Ahmed et al. [4] summarize LoMST’s performance with respect to the data 
size and report the values under the last two columns in Table 12.1. Looking at 
the two extremes, the case of the highest number of observations (N = 60, 632, 
KDDcup99), which is the one having the second highest N/n ratio, versus the 
case of the highest number of attributes (n = 259, Arrhythmia), which is also 
the one having the lowest N/n ratio, LoMST performs on top in both cases. It 
can also be noticed that on two of the datasets when the number of anomalies 
are too numerous (over a few hundreds to more than one thousand), LoMST 
does not do well enough.

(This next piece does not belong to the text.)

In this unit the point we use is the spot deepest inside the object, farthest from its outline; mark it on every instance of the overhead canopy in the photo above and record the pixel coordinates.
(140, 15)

In hindsight, it makes intuitive sense, as LoMST is 
designed to find the local, pointwise anomalies, which, when existing, should 
be of a relatively small amount. 

Another note is about the computational complexity of LoMST, which 
comes from two major sources. First, one needs to conduct the k-nearest 
neighbor search based on the chosen k. Then, for each observation, one needs 
to build a local MST using its k-nearest neighbors. For the first step, Ahmed 
et al. [4] use the fast approximate nearest neighbor searching approach [10, 16] 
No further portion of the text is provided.